Kats Abflug von Stuttgart nach Amsterdam ist wieder gegenwärtig, denn im Mai 1983 nahm sie im Keller vom Emmaus Stuttgart mit 3Musketiere eine Kassette auf, die nun als CD wiederveröffentlicht wurde. Kleiner Exkurs: Gelegen in der Nesenbachstraße 52, war Emmaus eine soziale Einrichtung, Lager und Werkstatt, in der alte Möbel restauriert wurden. Einige Punks arbeiteten und wohnten dort, auch Kat. In direkter Nachbarschaft besetzten Punks das Haus Nesenbachstraße 49, gelegen im heute vornehmen Stuttgarter Gerberviertel. Im Café Nesi wurden Hausbesetzungen, Demos und kleine Konzerte organisiert. Einen Katzensprung entfernt stand der Tempel der süddeutschen Punkszene, die Mausefalle, die zu Kats Lebenswelt gehörte (und in der, nebenbei, ein gewisser Stefan Siller damals Punk- und New-Wave-Konzerte organisierte). Im Versammlungsraum des Emmaus wurden Arbeitsgruppen gebildet – zur Unterstützung der Revolution in El Salvador, für die Emanzipation der Frauen, für Hausbesetzungen. "Die linksorientierte Punkszene war lebendig", beschreibt Kat das Lebensgefühl von damals. "Wir warfen alte Systeme über Bord und kämpften für Freiheit und Gleichheit."

Das Emmaus ist längst Geschichte, doch die alte, dort entstandene Kassette gibt es noch. Sie wurde in Zürich restauriert und in Amsterdam als CD gemastert. Unter dem Titel "Abflug" ist sie frisch erschienen bei dem von The Ex gegründeten Label Terp Records. Die Besetzung ist bemerkenswert: Kat singt und trommelt in ihrem unverwechselbaren Stil, Bassistin ist Io und Sigrid, Kats Mutter, spielt Violine. Io motivierte Kat, die aus einer Musikerfamilie stammt und eigentlich Piano und Gitarre spielte, sich ans Schlagzeug zu wagen; die beiden spielten bereits bei den Bands Leblose Blicke und Masturbation zusammen.

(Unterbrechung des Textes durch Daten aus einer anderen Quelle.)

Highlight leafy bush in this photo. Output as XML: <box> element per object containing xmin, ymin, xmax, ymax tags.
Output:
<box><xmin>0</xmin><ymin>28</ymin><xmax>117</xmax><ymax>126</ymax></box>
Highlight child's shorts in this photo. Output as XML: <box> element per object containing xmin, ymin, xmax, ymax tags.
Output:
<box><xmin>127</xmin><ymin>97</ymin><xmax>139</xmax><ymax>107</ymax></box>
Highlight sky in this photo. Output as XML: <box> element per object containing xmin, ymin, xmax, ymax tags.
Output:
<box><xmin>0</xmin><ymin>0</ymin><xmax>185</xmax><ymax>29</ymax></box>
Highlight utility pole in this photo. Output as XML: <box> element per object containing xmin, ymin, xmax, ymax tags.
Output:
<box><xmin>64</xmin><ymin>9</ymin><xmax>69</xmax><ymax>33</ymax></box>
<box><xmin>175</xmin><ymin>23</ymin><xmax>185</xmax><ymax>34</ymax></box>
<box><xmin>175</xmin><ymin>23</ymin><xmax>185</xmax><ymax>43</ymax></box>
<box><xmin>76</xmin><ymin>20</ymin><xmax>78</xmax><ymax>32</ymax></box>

"Abflug" ist ein lokalgeschichtliches Dokument, und eine Zeitreise: Stücke wie "Stunde des Vergessens", "Weg der Sonne" oder "Vater Staat" drücken die experimentelle Punkstimmung der frühen 80er aus. Manchmal erinnert die Musik aber auch an Krautrock. "Worüber ich selbst verwundert bin, ist, dass unsere Musik noch immer ein Unikum ist und die Texte total aktuell sind", sagt Kat. Tatsächlich wirken einige Textstellen Hippie-like, etwa in "Schicksal": "Unbegreifliche Träume und Taten warten / Auf dich / Folge mir doch / Mit offenem Herzen / Ich entführ dich dafür auch / Aus dem Dunkeln ins Licht / (...) / Nimm die Füße in die Hände / Abflug!" Ganz schön esoterisch, aber auch mutig und wütend. Kein Wunder! Kat dichtete mit Herz und Seele und nennt sich heute selbst einen spirituellen Menschen. Gerade ist eine CD von ihr erschienen, Titel: "Angeltalk". Ein Sound-Bad mit tibetanischen Klangschalen und Gongs und einem Schlagzeugspiel, das sie schamanisch und Trance-artig nennt.

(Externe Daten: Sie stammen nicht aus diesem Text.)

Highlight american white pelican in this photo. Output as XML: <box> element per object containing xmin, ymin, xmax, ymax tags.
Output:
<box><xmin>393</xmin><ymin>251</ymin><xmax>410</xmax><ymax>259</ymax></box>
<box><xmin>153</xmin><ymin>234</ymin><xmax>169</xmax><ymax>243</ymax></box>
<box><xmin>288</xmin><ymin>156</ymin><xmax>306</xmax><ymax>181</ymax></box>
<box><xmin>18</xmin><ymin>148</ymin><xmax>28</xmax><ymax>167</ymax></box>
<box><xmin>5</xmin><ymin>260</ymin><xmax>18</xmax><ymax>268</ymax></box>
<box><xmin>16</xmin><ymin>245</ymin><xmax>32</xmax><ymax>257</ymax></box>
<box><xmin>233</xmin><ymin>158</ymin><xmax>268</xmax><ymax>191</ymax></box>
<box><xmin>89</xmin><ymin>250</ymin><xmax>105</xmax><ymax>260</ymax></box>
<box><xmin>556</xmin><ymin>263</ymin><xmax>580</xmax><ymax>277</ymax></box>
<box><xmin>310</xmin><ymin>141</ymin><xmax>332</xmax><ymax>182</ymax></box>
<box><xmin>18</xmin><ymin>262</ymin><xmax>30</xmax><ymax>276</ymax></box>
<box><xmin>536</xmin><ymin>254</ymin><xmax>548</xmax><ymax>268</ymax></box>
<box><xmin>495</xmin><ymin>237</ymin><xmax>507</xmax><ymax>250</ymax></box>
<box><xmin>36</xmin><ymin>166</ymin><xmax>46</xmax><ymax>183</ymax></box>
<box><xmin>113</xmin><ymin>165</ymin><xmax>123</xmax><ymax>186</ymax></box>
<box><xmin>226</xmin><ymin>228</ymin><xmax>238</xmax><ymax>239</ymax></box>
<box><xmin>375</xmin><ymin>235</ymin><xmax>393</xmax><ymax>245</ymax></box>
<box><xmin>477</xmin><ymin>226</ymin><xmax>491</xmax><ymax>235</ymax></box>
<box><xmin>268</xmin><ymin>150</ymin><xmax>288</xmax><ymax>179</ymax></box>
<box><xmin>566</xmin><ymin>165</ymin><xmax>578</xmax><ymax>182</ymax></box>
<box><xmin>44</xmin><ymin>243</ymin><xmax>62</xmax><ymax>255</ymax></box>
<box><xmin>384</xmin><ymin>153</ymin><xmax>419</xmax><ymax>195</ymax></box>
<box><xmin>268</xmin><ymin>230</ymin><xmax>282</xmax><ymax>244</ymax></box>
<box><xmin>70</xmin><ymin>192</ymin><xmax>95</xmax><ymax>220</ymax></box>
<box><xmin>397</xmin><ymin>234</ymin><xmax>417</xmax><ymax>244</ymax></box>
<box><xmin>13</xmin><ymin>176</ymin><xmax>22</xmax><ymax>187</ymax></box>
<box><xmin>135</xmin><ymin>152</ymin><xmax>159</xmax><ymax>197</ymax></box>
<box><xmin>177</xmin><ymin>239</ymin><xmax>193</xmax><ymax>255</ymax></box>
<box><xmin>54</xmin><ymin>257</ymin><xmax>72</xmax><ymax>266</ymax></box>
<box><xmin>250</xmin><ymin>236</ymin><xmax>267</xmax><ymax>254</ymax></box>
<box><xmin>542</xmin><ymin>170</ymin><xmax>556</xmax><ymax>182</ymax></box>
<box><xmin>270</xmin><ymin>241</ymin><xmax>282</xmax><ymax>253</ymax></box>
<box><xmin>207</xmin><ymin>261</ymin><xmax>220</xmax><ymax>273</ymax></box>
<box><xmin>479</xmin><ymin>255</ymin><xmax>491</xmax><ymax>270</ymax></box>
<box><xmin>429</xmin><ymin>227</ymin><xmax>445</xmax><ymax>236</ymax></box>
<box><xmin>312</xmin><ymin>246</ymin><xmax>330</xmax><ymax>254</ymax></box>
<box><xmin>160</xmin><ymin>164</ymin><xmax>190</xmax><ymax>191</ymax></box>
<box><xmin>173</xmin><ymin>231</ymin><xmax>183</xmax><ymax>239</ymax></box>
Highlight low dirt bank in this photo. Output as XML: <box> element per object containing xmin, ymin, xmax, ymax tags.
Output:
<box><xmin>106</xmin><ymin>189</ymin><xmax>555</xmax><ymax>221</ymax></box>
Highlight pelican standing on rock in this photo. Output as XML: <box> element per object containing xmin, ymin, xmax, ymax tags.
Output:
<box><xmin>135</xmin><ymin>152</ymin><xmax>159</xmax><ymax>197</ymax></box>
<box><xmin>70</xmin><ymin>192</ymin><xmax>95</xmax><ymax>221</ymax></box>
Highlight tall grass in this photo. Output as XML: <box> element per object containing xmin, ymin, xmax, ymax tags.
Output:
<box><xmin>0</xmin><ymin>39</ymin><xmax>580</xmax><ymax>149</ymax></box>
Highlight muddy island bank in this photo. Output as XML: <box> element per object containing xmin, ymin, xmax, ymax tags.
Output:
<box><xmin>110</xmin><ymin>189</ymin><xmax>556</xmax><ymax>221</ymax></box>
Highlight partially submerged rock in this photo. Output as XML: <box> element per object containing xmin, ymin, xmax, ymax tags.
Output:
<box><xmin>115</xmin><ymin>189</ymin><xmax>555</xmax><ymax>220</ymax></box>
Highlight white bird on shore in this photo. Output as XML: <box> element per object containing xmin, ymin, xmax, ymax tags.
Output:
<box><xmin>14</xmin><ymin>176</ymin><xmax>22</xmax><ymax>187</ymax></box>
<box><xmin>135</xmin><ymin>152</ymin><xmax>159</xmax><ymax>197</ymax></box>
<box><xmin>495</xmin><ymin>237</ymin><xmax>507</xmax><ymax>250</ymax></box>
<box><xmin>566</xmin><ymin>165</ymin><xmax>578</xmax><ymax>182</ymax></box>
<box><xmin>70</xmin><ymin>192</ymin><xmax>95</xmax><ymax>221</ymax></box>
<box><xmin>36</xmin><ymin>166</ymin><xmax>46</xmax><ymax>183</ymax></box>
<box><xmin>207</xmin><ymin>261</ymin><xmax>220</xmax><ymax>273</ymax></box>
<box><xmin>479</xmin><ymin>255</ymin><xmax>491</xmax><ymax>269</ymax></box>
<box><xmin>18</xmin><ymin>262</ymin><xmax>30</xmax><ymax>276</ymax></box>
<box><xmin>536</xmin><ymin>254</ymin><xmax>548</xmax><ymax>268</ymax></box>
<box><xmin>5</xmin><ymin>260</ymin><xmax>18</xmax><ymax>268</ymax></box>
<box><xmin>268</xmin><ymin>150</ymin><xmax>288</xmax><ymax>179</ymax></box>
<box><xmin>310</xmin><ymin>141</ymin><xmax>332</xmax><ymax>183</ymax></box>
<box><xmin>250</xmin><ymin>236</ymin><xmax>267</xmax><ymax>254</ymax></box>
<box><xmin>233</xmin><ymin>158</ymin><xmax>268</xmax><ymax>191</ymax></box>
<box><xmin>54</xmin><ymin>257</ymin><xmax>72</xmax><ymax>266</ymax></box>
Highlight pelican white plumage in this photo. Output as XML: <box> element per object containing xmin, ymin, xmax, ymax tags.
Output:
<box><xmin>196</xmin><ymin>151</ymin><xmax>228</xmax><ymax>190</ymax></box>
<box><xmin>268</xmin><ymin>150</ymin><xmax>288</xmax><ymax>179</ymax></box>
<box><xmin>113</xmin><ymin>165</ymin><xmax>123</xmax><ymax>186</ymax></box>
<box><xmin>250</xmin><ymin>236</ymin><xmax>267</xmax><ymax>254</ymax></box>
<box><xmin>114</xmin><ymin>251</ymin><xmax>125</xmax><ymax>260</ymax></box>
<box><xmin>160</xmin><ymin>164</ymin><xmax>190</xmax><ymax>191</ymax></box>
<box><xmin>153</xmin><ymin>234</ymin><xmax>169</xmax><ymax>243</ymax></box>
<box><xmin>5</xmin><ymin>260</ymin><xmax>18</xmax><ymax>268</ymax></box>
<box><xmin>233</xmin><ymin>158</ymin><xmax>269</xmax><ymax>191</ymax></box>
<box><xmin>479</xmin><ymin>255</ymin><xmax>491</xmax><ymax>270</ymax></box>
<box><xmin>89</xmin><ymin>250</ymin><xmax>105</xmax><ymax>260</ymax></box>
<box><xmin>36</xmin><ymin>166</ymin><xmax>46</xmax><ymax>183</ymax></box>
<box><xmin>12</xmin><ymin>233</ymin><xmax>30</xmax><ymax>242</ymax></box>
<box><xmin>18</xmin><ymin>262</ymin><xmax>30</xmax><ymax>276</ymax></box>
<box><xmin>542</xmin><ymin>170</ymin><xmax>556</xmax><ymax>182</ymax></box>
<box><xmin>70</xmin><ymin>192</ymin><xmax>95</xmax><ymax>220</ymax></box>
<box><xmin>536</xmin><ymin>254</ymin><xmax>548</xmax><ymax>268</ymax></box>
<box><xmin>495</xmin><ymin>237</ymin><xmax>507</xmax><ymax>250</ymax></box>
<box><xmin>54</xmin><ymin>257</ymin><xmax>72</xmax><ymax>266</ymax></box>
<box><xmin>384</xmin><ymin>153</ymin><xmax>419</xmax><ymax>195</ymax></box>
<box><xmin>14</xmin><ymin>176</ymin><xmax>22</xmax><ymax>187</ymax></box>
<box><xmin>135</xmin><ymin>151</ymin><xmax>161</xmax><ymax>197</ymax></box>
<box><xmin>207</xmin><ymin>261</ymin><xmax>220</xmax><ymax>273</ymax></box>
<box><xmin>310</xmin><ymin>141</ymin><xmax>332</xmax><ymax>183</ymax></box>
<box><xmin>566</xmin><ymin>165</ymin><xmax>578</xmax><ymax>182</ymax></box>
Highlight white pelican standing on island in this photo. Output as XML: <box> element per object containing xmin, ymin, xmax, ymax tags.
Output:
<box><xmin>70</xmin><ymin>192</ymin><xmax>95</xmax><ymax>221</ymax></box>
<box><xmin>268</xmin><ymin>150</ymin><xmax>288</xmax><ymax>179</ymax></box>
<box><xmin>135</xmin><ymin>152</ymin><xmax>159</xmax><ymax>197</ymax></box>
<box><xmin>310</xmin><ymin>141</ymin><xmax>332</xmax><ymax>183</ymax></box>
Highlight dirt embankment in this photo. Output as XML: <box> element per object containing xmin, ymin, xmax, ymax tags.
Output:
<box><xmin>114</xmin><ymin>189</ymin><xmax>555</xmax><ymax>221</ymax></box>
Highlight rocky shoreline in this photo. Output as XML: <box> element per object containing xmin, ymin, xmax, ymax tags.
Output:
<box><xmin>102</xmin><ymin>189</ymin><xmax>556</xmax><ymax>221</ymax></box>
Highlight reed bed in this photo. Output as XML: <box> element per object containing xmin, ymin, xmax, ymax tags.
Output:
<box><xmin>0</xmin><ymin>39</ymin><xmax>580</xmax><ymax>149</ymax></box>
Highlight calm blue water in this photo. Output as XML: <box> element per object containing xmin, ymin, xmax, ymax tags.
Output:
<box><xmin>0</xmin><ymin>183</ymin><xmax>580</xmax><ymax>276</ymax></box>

Besonderes Kapitel: The Ex und Äthiopien

Eine so offene, nonkonformistische und als Kollektiv agierende Band wie The Ex bot und bietet sicher besonders gute Möglichkeiten, sich weiterzuentwickeln. Kat sagt, sie habe sich hier immer gleichberechtigt gefühlt und ihren Stil verfeinern können. Mittlerweile sind es über 1700 Konzerte, die sie mit The Ex auf der Bühne stand, und sie schwärmt von weltweiten Begegnungen mit Artisten, Bands, Technikern, Programmierern, dem Publikum und Abenteuern, die sie dabei erlebte. "Ich bin stolz und dankbar, was wir erreicht haben", schreibt sie von der Tour zum 40-jährigen Band-Jubiläum. "Ein gemeinsamer Weg voller Respekt und Freude abseits der Musikindustrie."

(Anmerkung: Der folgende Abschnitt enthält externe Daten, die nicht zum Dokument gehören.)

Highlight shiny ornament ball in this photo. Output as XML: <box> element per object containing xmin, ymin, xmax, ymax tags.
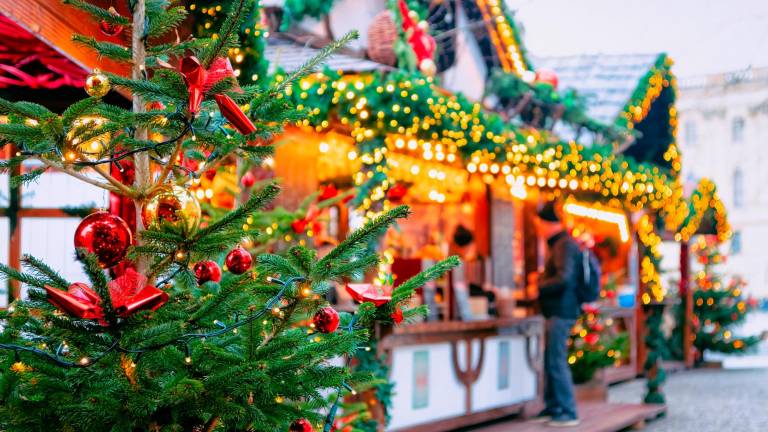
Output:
<box><xmin>99</xmin><ymin>7</ymin><xmax>123</xmax><ymax>36</ymax></box>
<box><xmin>240</xmin><ymin>171</ymin><xmax>256</xmax><ymax>188</ymax></box>
<box><xmin>224</xmin><ymin>247</ymin><xmax>253</xmax><ymax>274</ymax></box>
<box><xmin>141</xmin><ymin>185</ymin><xmax>201</xmax><ymax>234</ymax></box>
<box><xmin>84</xmin><ymin>69</ymin><xmax>111</xmax><ymax>97</ymax></box>
<box><xmin>419</xmin><ymin>59</ymin><xmax>437</xmax><ymax>76</ymax></box>
<box><xmin>75</xmin><ymin>211</ymin><xmax>133</xmax><ymax>268</ymax></box>
<box><xmin>536</xmin><ymin>69</ymin><xmax>558</xmax><ymax>89</ymax></box>
<box><xmin>288</xmin><ymin>419</ymin><xmax>312</xmax><ymax>432</ymax></box>
<box><xmin>312</xmin><ymin>307</ymin><xmax>339</xmax><ymax>333</ymax></box>
<box><xmin>194</xmin><ymin>261</ymin><xmax>221</xmax><ymax>285</ymax></box>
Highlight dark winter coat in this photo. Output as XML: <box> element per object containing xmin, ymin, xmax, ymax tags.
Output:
<box><xmin>539</xmin><ymin>231</ymin><xmax>583</xmax><ymax>319</ymax></box>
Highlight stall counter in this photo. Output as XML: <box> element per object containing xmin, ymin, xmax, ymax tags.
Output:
<box><xmin>379</xmin><ymin>316</ymin><xmax>544</xmax><ymax>432</ymax></box>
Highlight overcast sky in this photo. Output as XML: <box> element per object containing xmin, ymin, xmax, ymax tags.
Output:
<box><xmin>507</xmin><ymin>0</ymin><xmax>768</xmax><ymax>77</ymax></box>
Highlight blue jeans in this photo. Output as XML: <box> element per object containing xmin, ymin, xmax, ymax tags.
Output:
<box><xmin>544</xmin><ymin>317</ymin><xmax>578</xmax><ymax>418</ymax></box>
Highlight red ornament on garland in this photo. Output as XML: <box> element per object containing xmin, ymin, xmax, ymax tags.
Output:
<box><xmin>536</xmin><ymin>69</ymin><xmax>557</xmax><ymax>89</ymax></box>
<box><xmin>99</xmin><ymin>7</ymin><xmax>123</xmax><ymax>36</ymax></box>
<box><xmin>224</xmin><ymin>246</ymin><xmax>253</xmax><ymax>274</ymax></box>
<box><xmin>312</xmin><ymin>307</ymin><xmax>339</xmax><ymax>333</ymax></box>
<box><xmin>584</xmin><ymin>333</ymin><xmax>600</xmax><ymax>345</ymax></box>
<box><xmin>194</xmin><ymin>261</ymin><xmax>221</xmax><ymax>285</ymax></box>
<box><xmin>240</xmin><ymin>171</ymin><xmax>256</xmax><ymax>189</ymax></box>
<box><xmin>75</xmin><ymin>211</ymin><xmax>133</xmax><ymax>268</ymax></box>
<box><xmin>390</xmin><ymin>307</ymin><xmax>403</xmax><ymax>324</ymax></box>
<box><xmin>288</xmin><ymin>419</ymin><xmax>312</xmax><ymax>432</ymax></box>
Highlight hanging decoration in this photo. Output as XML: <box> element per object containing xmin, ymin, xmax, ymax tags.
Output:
<box><xmin>224</xmin><ymin>246</ymin><xmax>253</xmax><ymax>274</ymax></box>
<box><xmin>312</xmin><ymin>307</ymin><xmax>339</xmax><ymax>333</ymax></box>
<box><xmin>346</xmin><ymin>283</ymin><xmax>393</xmax><ymax>307</ymax></box>
<box><xmin>83</xmin><ymin>69</ymin><xmax>111</xmax><ymax>97</ymax></box>
<box><xmin>75</xmin><ymin>211</ymin><xmax>133</xmax><ymax>268</ymax></box>
<box><xmin>397</xmin><ymin>0</ymin><xmax>437</xmax><ymax>76</ymax></box>
<box><xmin>192</xmin><ymin>260</ymin><xmax>221</xmax><ymax>285</ymax></box>
<box><xmin>141</xmin><ymin>185</ymin><xmax>202</xmax><ymax>234</ymax></box>
<box><xmin>45</xmin><ymin>269</ymin><xmax>168</xmax><ymax>326</ymax></box>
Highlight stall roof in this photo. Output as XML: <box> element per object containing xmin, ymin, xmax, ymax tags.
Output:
<box><xmin>536</xmin><ymin>54</ymin><xmax>659</xmax><ymax>123</ymax></box>
<box><xmin>264</xmin><ymin>36</ymin><xmax>389</xmax><ymax>73</ymax></box>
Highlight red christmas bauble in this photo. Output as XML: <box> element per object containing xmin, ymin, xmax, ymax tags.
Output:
<box><xmin>536</xmin><ymin>69</ymin><xmax>557</xmax><ymax>89</ymax></box>
<box><xmin>194</xmin><ymin>261</ymin><xmax>221</xmax><ymax>285</ymax></box>
<box><xmin>224</xmin><ymin>246</ymin><xmax>253</xmax><ymax>274</ymax></box>
<box><xmin>312</xmin><ymin>307</ymin><xmax>339</xmax><ymax>333</ymax></box>
<box><xmin>75</xmin><ymin>211</ymin><xmax>133</xmax><ymax>268</ymax></box>
<box><xmin>288</xmin><ymin>419</ymin><xmax>312</xmax><ymax>432</ymax></box>
<box><xmin>99</xmin><ymin>7</ymin><xmax>123</xmax><ymax>36</ymax></box>
<box><xmin>240</xmin><ymin>171</ymin><xmax>256</xmax><ymax>188</ymax></box>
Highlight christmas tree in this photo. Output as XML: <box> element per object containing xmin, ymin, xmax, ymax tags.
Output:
<box><xmin>692</xmin><ymin>236</ymin><xmax>762</xmax><ymax>355</ymax></box>
<box><xmin>568</xmin><ymin>305</ymin><xmax>629</xmax><ymax>384</ymax></box>
<box><xmin>0</xmin><ymin>0</ymin><xmax>456</xmax><ymax>431</ymax></box>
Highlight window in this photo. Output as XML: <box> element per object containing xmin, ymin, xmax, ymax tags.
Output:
<box><xmin>733</xmin><ymin>168</ymin><xmax>744</xmax><ymax>207</ymax></box>
<box><xmin>731</xmin><ymin>117</ymin><xmax>744</xmax><ymax>143</ymax></box>
<box><xmin>731</xmin><ymin>231</ymin><xmax>741</xmax><ymax>255</ymax></box>
<box><xmin>684</xmin><ymin>121</ymin><xmax>698</xmax><ymax>147</ymax></box>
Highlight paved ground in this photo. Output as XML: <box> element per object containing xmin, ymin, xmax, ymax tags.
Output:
<box><xmin>610</xmin><ymin>369</ymin><xmax>768</xmax><ymax>432</ymax></box>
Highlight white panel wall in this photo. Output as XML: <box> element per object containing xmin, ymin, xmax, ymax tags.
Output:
<box><xmin>389</xmin><ymin>342</ymin><xmax>466</xmax><ymax>429</ymax></box>
<box><xmin>472</xmin><ymin>336</ymin><xmax>536</xmax><ymax>411</ymax></box>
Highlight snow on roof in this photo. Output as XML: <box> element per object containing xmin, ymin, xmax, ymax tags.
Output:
<box><xmin>534</xmin><ymin>54</ymin><xmax>658</xmax><ymax>124</ymax></box>
<box><xmin>264</xmin><ymin>37</ymin><xmax>388</xmax><ymax>73</ymax></box>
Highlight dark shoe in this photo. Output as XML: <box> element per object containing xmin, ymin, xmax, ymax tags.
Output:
<box><xmin>528</xmin><ymin>409</ymin><xmax>552</xmax><ymax>423</ymax></box>
<box><xmin>547</xmin><ymin>414</ymin><xmax>581</xmax><ymax>427</ymax></box>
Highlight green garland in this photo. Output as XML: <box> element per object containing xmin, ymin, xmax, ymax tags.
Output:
<box><xmin>643</xmin><ymin>304</ymin><xmax>667</xmax><ymax>404</ymax></box>
<box><xmin>485</xmin><ymin>69</ymin><xmax>633</xmax><ymax>143</ymax></box>
<box><xmin>288</xmin><ymin>70</ymin><xmax>674</xmax><ymax>208</ymax></box>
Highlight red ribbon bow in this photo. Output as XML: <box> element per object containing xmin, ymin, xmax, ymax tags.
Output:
<box><xmin>45</xmin><ymin>268</ymin><xmax>168</xmax><ymax>326</ymax></box>
<box><xmin>346</xmin><ymin>284</ymin><xmax>392</xmax><ymax>307</ymax></box>
<box><xmin>179</xmin><ymin>56</ymin><xmax>256</xmax><ymax>135</ymax></box>
<box><xmin>398</xmin><ymin>0</ymin><xmax>437</xmax><ymax>64</ymax></box>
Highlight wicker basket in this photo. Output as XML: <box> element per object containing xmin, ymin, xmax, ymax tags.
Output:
<box><xmin>368</xmin><ymin>10</ymin><xmax>397</xmax><ymax>66</ymax></box>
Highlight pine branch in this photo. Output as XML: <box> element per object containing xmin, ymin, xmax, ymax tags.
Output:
<box><xmin>11</xmin><ymin>168</ymin><xmax>47</xmax><ymax>187</ymax></box>
<box><xmin>193</xmin><ymin>183</ymin><xmax>280</xmax><ymax>241</ymax></box>
<box><xmin>63</xmin><ymin>0</ymin><xmax>131</xmax><ymax>27</ymax></box>
<box><xmin>255</xmin><ymin>30</ymin><xmax>359</xmax><ymax>106</ymax></box>
<box><xmin>392</xmin><ymin>255</ymin><xmax>461</xmax><ymax>305</ymax></box>
<box><xmin>147</xmin><ymin>6</ymin><xmax>187</xmax><ymax>38</ymax></box>
<box><xmin>0</xmin><ymin>263</ymin><xmax>46</xmax><ymax>288</ymax></box>
<box><xmin>72</xmin><ymin>34</ymin><xmax>131</xmax><ymax>63</ymax></box>
<box><xmin>61</xmin><ymin>97</ymin><xmax>101</xmax><ymax>125</ymax></box>
<box><xmin>313</xmin><ymin>205</ymin><xmax>410</xmax><ymax>277</ymax></box>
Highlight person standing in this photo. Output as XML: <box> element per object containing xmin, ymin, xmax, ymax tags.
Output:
<box><xmin>535</xmin><ymin>202</ymin><xmax>583</xmax><ymax>427</ymax></box>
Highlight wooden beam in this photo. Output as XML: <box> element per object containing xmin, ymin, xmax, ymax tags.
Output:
<box><xmin>0</xmin><ymin>0</ymin><xmax>130</xmax><ymax>75</ymax></box>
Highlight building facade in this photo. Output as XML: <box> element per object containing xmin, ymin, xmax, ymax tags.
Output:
<box><xmin>677</xmin><ymin>68</ymin><xmax>768</xmax><ymax>298</ymax></box>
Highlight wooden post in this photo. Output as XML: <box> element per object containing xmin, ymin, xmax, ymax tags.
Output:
<box><xmin>680</xmin><ymin>242</ymin><xmax>694</xmax><ymax>368</ymax></box>
<box><xmin>7</xmin><ymin>146</ymin><xmax>21</xmax><ymax>303</ymax></box>
<box><xmin>131</xmin><ymin>0</ymin><xmax>150</xmax><ymax>273</ymax></box>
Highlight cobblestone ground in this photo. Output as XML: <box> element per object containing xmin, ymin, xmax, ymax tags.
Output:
<box><xmin>609</xmin><ymin>369</ymin><xmax>768</xmax><ymax>432</ymax></box>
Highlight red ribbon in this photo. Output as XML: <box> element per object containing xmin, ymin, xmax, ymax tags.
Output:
<box><xmin>179</xmin><ymin>56</ymin><xmax>205</xmax><ymax>114</ymax></box>
<box><xmin>398</xmin><ymin>0</ymin><xmax>437</xmax><ymax>64</ymax></box>
<box><xmin>346</xmin><ymin>284</ymin><xmax>392</xmax><ymax>307</ymax></box>
<box><xmin>214</xmin><ymin>94</ymin><xmax>256</xmax><ymax>135</ymax></box>
<box><xmin>45</xmin><ymin>268</ymin><xmax>168</xmax><ymax>326</ymax></box>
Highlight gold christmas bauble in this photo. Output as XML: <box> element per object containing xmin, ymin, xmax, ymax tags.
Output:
<box><xmin>63</xmin><ymin>116</ymin><xmax>112</xmax><ymax>162</ymax></box>
<box><xmin>141</xmin><ymin>185</ymin><xmax>201</xmax><ymax>234</ymax></box>
<box><xmin>84</xmin><ymin>69</ymin><xmax>110</xmax><ymax>97</ymax></box>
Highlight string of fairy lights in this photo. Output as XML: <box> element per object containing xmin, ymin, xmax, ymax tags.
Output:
<box><xmin>476</xmin><ymin>0</ymin><xmax>531</xmax><ymax>76</ymax></box>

Ein besonderes Merkmal von The Ex sind seit Langem die Reisen nach Äthiopien. "Terrie von The Ex und seine Frau Emma fuhren 1996 mit einem Jeep durch Afrika und kamen auch durch Äthiopien. Daraus entwickelte sich ein reger Kontakt zur äthiopischen Gemeinschaft in Amsterdam", erzählt Kat. "Ich lernte, ihre Lieder zu übersetzen und für mich phonetisch singbar zu gestalten. Wir wurden ermutigt, in ihrem Land zu spielen." 2002 dann die erste Reise der Band für drei Wochen nach Äthiopien. "Wir mieteten einen Bus mit Chauffeur und zogen wie ein Zirkus von Stadt zu Stadt, spielten in Hallen, Clubs, Musikschulen, Parks und auf Plätzen. Die Reaktion war fantastisch, und vor allem unsere Version ihrer Lieder fanden sie lustig", sagt Kat.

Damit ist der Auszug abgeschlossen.